GPU vs Multi-Core CPU

Xmas · Jul 18, 2006

Chalnoth said:
More than that, because subsample resolution is also important, and the level of FSAA used will vary greatly.

How much supersampling do you think is feasible at the mid-high-end?

And we're really either there already, if this old calculation is correct, or on the cusp of it.

I doubt it. A lot of triangles submitted for rendering don't need to be stored at all. Show me one wireframe shot of a current game where the triangles are really that small.

SPM · Jul 18, 2006

Well if DSP type CPU cores functioning as GPUs takes off, I can tell you where it will happen first - in mobile phones, mobile phones with movie clip cameras, and HDTVs. These devices will have pretty awesome DSPs to get every bit of compression/decompression possible out of movies, and when you want to play games on them (not the most cutting edge of course), you won't be using the DSPs for decoding/encoding, which means you might as well use them as a GPU rather than add hardware for that.

KimB · Jul 19, 2006

Xmas said:
How much supersampling do you think is feasible at the mid-high-end?

I'm not talking about supersampling, just multisampling, and multisampling has the same effect on z-buffer accesses as supersampling (which is the most stark difference between TBDR's and IMR's).

I doubt it. A lot of triangles submitted for rendering don't need to be stored at all. Show me one wireframe shot of a current game where the triangles are really that small.

Well, two things:
1. You can only effectively remove triangles that are submitted that are either backface culled, or are entirely clipped outside of the view area.
2. Since one a triangle requires significantly more storage than a pixel, triangles can be quite a bit larger than pixel-sized. Exactly how much would obviously depend upon how many attributes are used.

Anyway, don't expect any game tests from me for at least another week. I'm off in Santa Fe for a conference until then

KimB · Jul 19, 2006

SPM said:
Well if DSP type CPU cores functioning as GPUs takes off, I can tell you where it will happen first - in mobile phones, mobile phones with movie clip cameras, and HDTVs. These devices will have pretty awesome DSPs to get every bit of compression/decompression possible out of movies, and when you want to play games on them (not the most cutting edge of course), you won't be using the DSPs for decoding/encoding, which means you might as well use them as a GPU rather than add hardware for that.

No possible way. Mobile phones are exceptionally sensitive to power requirements, and thus you'd definitely want to go for the power advantages of having specialized hardware.

SPM · Jul 19, 2006

Chalnoth said:
No possible way. Mobile phones are exceptionally sensitive to power requirements, and thus you'd definitely want to go for the power advantages of having specialized hardware.

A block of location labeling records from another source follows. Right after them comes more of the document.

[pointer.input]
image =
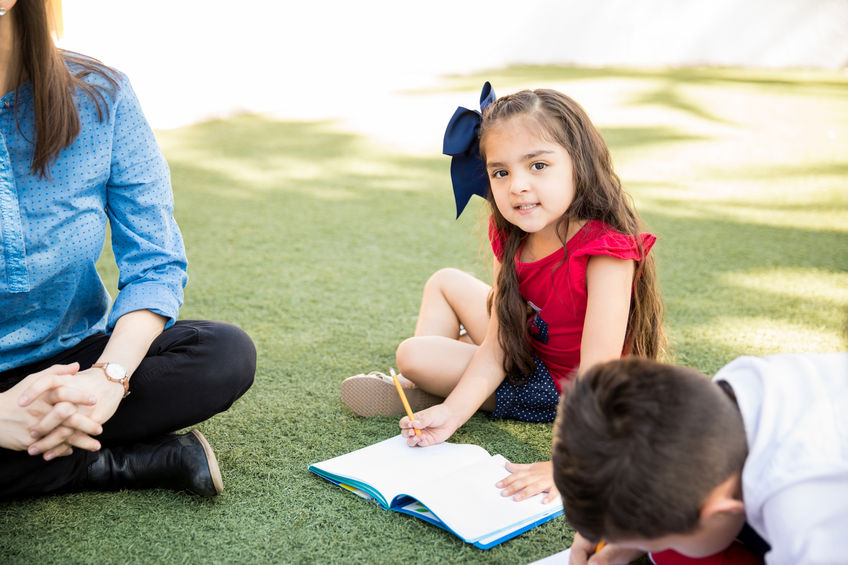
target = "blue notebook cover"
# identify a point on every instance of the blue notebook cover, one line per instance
(449, 485)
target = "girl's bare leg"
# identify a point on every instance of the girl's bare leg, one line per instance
(452, 297)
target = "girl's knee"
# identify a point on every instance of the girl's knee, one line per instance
(408, 357)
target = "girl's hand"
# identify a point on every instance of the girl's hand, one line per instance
(435, 424)
(583, 553)
(55, 406)
(529, 480)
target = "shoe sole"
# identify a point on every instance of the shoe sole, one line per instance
(371, 396)
(214, 470)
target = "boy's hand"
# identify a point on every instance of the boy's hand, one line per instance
(435, 424)
(529, 480)
(583, 553)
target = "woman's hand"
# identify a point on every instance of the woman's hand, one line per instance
(583, 553)
(55, 406)
(529, 480)
(53, 435)
(435, 424)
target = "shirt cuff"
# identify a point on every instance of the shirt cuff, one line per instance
(158, 298)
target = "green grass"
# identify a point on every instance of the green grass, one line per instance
(317, 241)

Are you suggesting that having a GPU and a DSP on a mobile phone, is going to consume less power than the DSP on it's own?

Are you suggesting that DSPs can't be power efficient, but GPUs can?

Mobile phones have exceptionally high bandwidth cost and low bandwidth requirements for video, so this is the real limiting factor, not battery life. This is also the reason why Toshiba and Sony have been talking about use of Cell in mobile phones (probably one or two special low power SPEs teamed up with a separate embedded low power CPU like an ARM processor).

JF_Aidan_Pryde · Jul 19, 2006

A few games are starting to use a fully deferred rendering engine (eg. Stalker). How does this relate/affect deferred rendering hardware?

Xmas · Jul 19, 2006

Chalnoth said:
I'm not talking about supersampling, just multisampling, and multisampling has the same effect on z-buffer accesses as supersampling (which is the most stark difference between TBDR's and IMR's).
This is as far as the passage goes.